Both of these new events were so successful that Carol and Dianne plan to continue and expand them next year.
Musicians on every level of proficiency are invited to play at WJF. Jam sessions this year included everything from a "Genesis Jam" for beginners, some of whom had never sat in at a session before, to an "Open Mike Session," allowing players to form their own groups and perform in front of an audience. And much of the '81 festival, including the jam sessions, was videotaped by ABC-TV for part of a special program on jazz for cable television.
The TNT concert was the highlight of the festival this year, presenting a cross-section of musical styles and cultures. On the program were Sojourner, a seven-piece group with roots in African music and free jazz; Salamander, a five-piece group from Sweden, reminiscent of the John Coltrane-McCoy Tyner collaboration.
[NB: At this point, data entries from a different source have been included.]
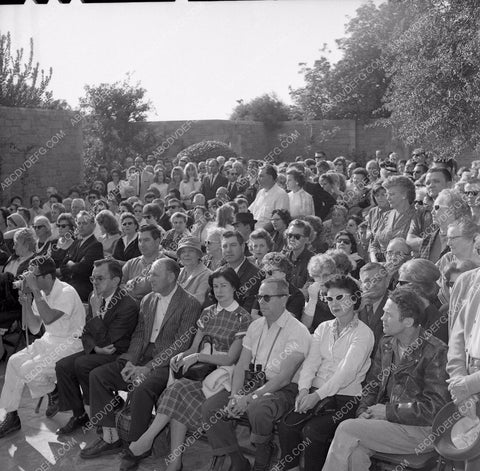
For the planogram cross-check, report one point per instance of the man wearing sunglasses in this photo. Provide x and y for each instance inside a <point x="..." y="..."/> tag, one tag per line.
<point x="406" y="387"/>
<point x="278" y="343"/>
<point x="297" y="236"/>
<point x="57" y="306"/>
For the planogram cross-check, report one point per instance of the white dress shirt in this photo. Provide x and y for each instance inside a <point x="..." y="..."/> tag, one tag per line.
<point x="162" y="306"/>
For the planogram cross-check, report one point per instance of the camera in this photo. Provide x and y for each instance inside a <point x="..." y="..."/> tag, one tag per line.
<point x="255" y="378"/>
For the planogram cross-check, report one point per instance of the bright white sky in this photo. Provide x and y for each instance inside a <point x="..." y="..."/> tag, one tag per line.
<point x="194" y="59"/>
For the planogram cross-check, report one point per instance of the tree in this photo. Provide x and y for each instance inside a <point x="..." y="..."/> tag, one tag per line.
<point x="109" y="111"/>
<point x="22" y="84"/>
<point x="266" y="108"/>
<point x="434" y="71"/>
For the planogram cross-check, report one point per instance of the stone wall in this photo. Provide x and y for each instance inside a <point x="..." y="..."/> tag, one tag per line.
<point x="293" y="138"/>
<point x="38" y="148"/>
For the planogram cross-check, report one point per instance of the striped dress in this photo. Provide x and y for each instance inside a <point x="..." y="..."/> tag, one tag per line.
<point x="183" y="400"/>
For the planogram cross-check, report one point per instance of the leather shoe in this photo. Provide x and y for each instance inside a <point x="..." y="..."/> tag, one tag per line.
<point x="73" y="424"/>
<point x="10" y="424"/>
<point x="53" y="405"/>
<point x="130" y="461"/>
<point x="245" y="466"/>
<point x="100" y="448"/>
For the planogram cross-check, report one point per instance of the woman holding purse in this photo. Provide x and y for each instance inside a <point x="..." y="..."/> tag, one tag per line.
<point x="180" y="404"/>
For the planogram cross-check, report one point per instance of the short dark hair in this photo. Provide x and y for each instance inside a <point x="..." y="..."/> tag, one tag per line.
<point x="154" y="210"/>
<point x="114" y="267"/>
<point x="348" y="284"/>
<point x="298" y="176"/>
<point x="228" y="234"/>
<point x="229" y="274"/>
<point x="270" y="170"/>
<point x="409" y="304"/>
<point x="153" y="229"/>
<point x="45" y="265"/>
<point x="445" y="172"/>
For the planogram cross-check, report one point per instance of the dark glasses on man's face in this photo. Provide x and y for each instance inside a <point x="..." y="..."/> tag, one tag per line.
<point x="294" y="236"/>
<point x="268" y="297"/>
<point x="338" y="297"/>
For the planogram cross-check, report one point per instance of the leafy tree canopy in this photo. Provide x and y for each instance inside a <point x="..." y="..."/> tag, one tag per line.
<point x="266" y="108"/>
<point x="23" y="84"/>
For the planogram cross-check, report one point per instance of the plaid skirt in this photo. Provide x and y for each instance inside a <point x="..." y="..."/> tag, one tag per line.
<point x="183" y="401"/>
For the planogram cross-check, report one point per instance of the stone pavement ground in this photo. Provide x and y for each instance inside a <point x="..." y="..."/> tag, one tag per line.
<point x="36" y="447"/>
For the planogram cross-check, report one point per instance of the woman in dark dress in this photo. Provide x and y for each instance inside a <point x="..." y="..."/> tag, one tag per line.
<point x="126" y="247"/>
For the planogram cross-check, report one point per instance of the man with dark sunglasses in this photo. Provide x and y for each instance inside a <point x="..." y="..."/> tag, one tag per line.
<point x="298" y="235"/>
<point x="276" y="343"/>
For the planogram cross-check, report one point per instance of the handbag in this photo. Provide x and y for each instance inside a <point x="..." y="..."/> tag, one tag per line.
<point x="325" y="406"/>
<point x="200" y="370"/>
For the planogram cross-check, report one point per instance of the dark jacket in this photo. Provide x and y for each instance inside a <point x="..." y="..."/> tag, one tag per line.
<point x="322" y="200"/>
<point x="419" y="382"/>
<point x="250" y="279"/>
<point x="116" y="327"/>
<point x="126" y="253"/>
<point x="209" y="190"/>
<point x="83" y="257"/>
<point x="176" y="333"/>
<point x="374" y="321"/>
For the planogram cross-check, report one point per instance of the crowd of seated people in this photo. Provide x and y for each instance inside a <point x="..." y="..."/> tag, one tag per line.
<point x="304" y="280"/>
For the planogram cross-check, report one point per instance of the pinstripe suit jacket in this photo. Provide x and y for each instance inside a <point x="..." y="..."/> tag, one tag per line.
<point x="176" y="333"/>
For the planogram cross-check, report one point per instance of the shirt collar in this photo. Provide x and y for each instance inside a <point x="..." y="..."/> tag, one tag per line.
<point x="232" y="307"/>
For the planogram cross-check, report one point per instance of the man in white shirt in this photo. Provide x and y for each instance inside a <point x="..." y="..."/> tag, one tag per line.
<point x="277" y="343"/>
<point x="59" y="308"/>
<point x="270" y="197"/>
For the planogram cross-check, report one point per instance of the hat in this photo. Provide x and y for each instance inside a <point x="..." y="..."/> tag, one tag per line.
<point x="190" y="242"/>
<point x="245" y="218"/>
<point x="457" y="437"/>
<point x="389" y="166"/>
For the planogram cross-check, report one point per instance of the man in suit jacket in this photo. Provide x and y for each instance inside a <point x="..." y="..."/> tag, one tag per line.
<point x="233" y="251"/>
<point x="166" y="327"/>
<point x="77" y="265"/>
<point x="374" y="279"/>
<point x="111" y="320"/>
<point x="213" y="180"/>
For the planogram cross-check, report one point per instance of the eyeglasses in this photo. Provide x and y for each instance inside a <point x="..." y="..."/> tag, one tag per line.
<point x="392" y="253"/>
<point x="268" y="297"/>
<point x="97" y="278"/>
<point x="338" y="297"/>
<point x="294" y="236"/>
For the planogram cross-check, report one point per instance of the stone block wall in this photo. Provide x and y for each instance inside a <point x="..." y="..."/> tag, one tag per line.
<point x="38" y="148"/>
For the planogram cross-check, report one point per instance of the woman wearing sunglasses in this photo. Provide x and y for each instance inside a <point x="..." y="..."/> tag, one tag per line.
<point x="66" y="228"/>
<point x="333" y="371"/>
<point x="127" y="246"/>
<point x="346" y="242"/>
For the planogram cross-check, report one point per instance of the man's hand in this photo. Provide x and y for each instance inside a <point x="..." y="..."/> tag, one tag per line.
<point x="468" y="408"/>
<point x="176" y="361"/>
<point x="458" y="389"/>
<point x="189" y="360"/>
<point x="308" y="402"/>
<point x="108" y="350"/>
<point x="31" y="281"/>
<point x="378" y="412"/>
<point x="237" y="405"/>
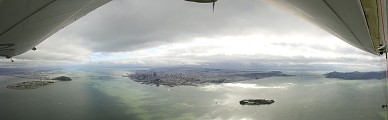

The Swedish group performed outstanding original material.
And there was Kansas City vocalist Debbie Brown, backed by a local trio; and Alive! a high-energy quintet from the Bay Area featuring singer rhiannon (she spells it with a lower case "r"), who astonished everyone with her vocal pyrotechnics and warmth.
Jazz critic/historian Leonard Feather, who has been a supporter of WJF since its inception, was on hand again with another vintage jazz film program, spotlighting rare clips of Billie Holliday, Bessie Smith, and a classic film of Duke Ellington playing at the White House.
This year's festival culminated in a Main Concert, with Flora Purim and Airto , jazz organist Shirley Scott and her trio, vocalist Ernestine Anderson, and the WJF All-Stars, with Judy Roberts on piano, Rosemary Galloway on bass, Marilyn Donadt on drums, Jean Fineberg and Kathryn Moses on reeds, and Brandy Anthony on guitar.
WJF puts together the All-Stars band every year for this concert, each time with different musicians.The women usually come from different places and more often than not have never even met each other before, let alone played together. So the All-Stars performance is put together in Kansas City, just in time for the final concert. This year's All-Stars were "the best we've ever had," according to Leonard Feather, who moderated the concert.